Тогда он принес присягу — как должен был поступить опять сегодня ночью.
Наверху упала новая бомба, с трясущегося потолка крипты посыпались комья земли. Кающийся слева от него вскрикнул. Леопольд не проронил ни звука. Смерть его не страшила. Он призван для высочайшего предназначения. Он исполнит удел, предначертанный тысячелетия назад.
Кающийся снова взял себя в руки, перекрестился, закончил досказывать свои грехи и наконец прервал вереницу слов. Он вверил свои грехи Богу. И теперь может быть очищен.
— Раскаиваешься ли ты в своих грехах из чистейшей любви к Богу, а не из страха проклятия? — вопросил сангвинистский святой отец у соседа Леопольда.
— Да, — отвечал тот.
— Так восстань же пред судом. — Лицо святого отца скрывалось во тьме под капюшоном.
Дрожа, кающийся встал и открыл рот. Подняв золотой кубок, святой отец налил ему на язык багряное вино.
Тот немедленно зашелся криком, изо рта у него повалил дым. Зверь то ли не до конца раскаялся, то ли откровенно лгал. В чем бы ни состояла причина, душа его была осуждена как нечистая, и тело его не смогло принять святости Христовой крови.

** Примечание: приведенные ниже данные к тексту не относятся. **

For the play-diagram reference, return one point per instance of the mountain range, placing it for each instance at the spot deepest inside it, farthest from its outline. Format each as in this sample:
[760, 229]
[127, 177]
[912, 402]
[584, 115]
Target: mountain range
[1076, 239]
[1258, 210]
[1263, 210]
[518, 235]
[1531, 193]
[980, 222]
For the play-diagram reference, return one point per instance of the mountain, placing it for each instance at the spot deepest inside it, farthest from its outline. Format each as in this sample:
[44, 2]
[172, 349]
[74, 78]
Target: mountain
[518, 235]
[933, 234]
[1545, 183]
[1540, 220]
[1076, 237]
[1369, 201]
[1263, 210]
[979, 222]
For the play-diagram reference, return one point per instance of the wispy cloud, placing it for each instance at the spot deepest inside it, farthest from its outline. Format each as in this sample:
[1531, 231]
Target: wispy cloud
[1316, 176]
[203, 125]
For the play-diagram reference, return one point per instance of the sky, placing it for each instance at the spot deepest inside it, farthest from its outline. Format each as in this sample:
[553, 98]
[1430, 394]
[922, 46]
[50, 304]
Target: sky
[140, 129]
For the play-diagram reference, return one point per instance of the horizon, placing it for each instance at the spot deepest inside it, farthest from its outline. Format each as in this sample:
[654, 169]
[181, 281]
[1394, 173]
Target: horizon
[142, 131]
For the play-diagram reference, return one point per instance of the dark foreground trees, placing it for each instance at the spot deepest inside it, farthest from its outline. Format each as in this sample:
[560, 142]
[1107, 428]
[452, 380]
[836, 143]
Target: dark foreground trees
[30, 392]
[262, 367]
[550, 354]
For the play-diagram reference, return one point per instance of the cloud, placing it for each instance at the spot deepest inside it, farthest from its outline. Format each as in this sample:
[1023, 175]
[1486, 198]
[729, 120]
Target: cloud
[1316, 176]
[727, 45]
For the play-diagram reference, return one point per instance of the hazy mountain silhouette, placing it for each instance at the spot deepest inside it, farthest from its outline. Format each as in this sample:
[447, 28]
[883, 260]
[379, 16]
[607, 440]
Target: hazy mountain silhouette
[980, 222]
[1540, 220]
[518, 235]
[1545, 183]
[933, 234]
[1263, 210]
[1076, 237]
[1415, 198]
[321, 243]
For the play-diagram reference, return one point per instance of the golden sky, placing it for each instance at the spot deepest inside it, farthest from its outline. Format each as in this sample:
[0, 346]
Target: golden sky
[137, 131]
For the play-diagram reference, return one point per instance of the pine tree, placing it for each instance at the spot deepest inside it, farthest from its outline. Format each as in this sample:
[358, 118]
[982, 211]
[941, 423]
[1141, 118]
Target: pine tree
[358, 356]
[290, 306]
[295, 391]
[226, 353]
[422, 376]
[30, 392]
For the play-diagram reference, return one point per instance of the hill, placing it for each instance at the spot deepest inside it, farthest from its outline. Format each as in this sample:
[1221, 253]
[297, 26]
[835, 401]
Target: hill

Вступая в Орден, этому риску подвергали себя они все.
Монстр упал на каменный пол и задергался в конвульсиях, оглашая пространство воплями, заметавшимися среди голых стен. Леопольд склонился, чтобы коснуться, утихомирить, но прежде чем его рука дотянулась, тело рассыпалось во прах.
Леопольд вознес молитву по стригою, стремившемуся встать на путь истинный, хоть сердце его было и не совсем чисто. А затем преклонил колени и снова сложил руки.
Закончив свою долгую исповедь, он замер в ожидании вина. Если путь его праведен, он не обратится в пепел перед этим святым сангвинистом. Если он — и тот, кому он служит, — заблуждаются, одной капли вина будет довольно, чтобы выявить это.
Он открыл рот, принимая кровь Христову в свое тело.
И остался жив.
Леопольд вернулся в свое трясущееся тело, стиснутый со всех сторон острой соломой. Он никогда не считал свое обращение из стригоя в сангвиниста грехом, нуждающимся в искуплении.